# Immune control of chronic viral infection in solid organ transplantation

> **NIH VA I01** · VETERANS ADMIN PALO ALTO HEALTH CARE SYS · 2023 · —

## Abstract

Immunosuppression required for lifesaving solid organ transplantation induces significant
morbidity including increased recurrence of latent viral infection in transplant recipients.
Approximately 60-70% of adults in the United States are latently infected with
Cytomegalovirus (CMV). Control of latent CMV is thought to depend on a constantly active
immune response, specifically by memory T lymphocytes. In those with a normal immune
system, control of latent CMV is a constant “battle” and results in so called memory inflation.
In aged individuals, CMV responsive cells may constitute upward of 50% of the total CD8 T
cell population. Despite active monitoring and anti-viral prophylaxis, immunosuppressed
transplant recipients have a 10-15% incidence of recurrent CMV manifesting either as
isolated viremia or may include end-organ damage. To better understand the immune
response to CMV in solid organ transplant recipients, we have previously used multi-
parameter flow cytometry to characterize CMV-responsive CD8+ T cells from pre-transplant
to one year post transplant in a cohort of heart or kidney transplant recipients.
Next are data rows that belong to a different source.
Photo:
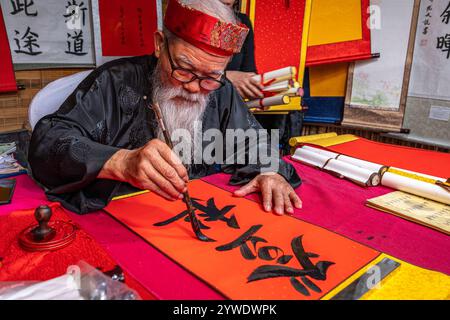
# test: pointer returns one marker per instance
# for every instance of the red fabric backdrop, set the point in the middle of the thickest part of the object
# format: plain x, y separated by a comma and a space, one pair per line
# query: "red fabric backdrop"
19, 265
7, 78
344, 51
127, 27
278, 34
Strikingly,
despite a lack of clinical evidence for CMV reactivation, CMV-responsive CD8 T cells
increased from approximately 4% to 12% of the CD8 repertoire during the first year post-
transplant. Preliminary data indicates that the expansion maintains clonal competition and
suggests intraclonal heterogeneity of function that changes with time. These data lead us to
the hypothesis that immunosuppression induces oligoclonal expansion of CMV-
responsive T cells resulting in accelerated inflation and premature immune
senescence. To address this hypothesis, we have initiated collaborations with Mark Davis,
Jorg Goronzy and Purvesh Khatri at Stanford University. Subjects will be recruited from the
Portland, Nashville, Pittsburgh and Palo Alto VA transplant centers. We will use innovative
approaches involving cutting edge cytometry and single cell analysis . Specifically we
propose the following aims: Aim1, Determine if transplantation and immunosuppression
induced expansion alters the T cell repertoire and function and Aim 2, Determine if
immunosuppression in the setting of organ transplantation leads to pre-mature aging of the
CMV-responsive population and decreased functional responses. The results of these
studies will give us new fundamental insight into the biology of CMV-responsive T cells and
can be used to develop new therapies that will extend the lives of veterans.

## Key facts

- **NIH application ID:** 10595487
- **Project number:** 5I01CX001971-04
- **Recipient organization:** VETERANS ADMIN PALO ALTO HEALTH CARE SYS
- **Principal Investigator:** JONATHAN S MALTZMAN
- **Activity code:** I01 (R01, R21, SBIR, etc.)
- **Funding institute:** VA
- **Fiscal year:** 2023
- **Award amount:** —
- **Award type:** 5
- **Project period:** 2019-10-01 → 2024-06-30

## Primary source

NIH RePORTER: https://reporter.nih.gov/project-details/10595487

## Citation

> US National Institutes of Health, RePORTER application 10595487, Immune control of chronic viral infection in solid organ transplantation (5I01CX001971-04). Retrieved via AI Analytics 2026-05-22 from https://api.ai-analytics.org/grant/nih/10595487. Licensed CC0.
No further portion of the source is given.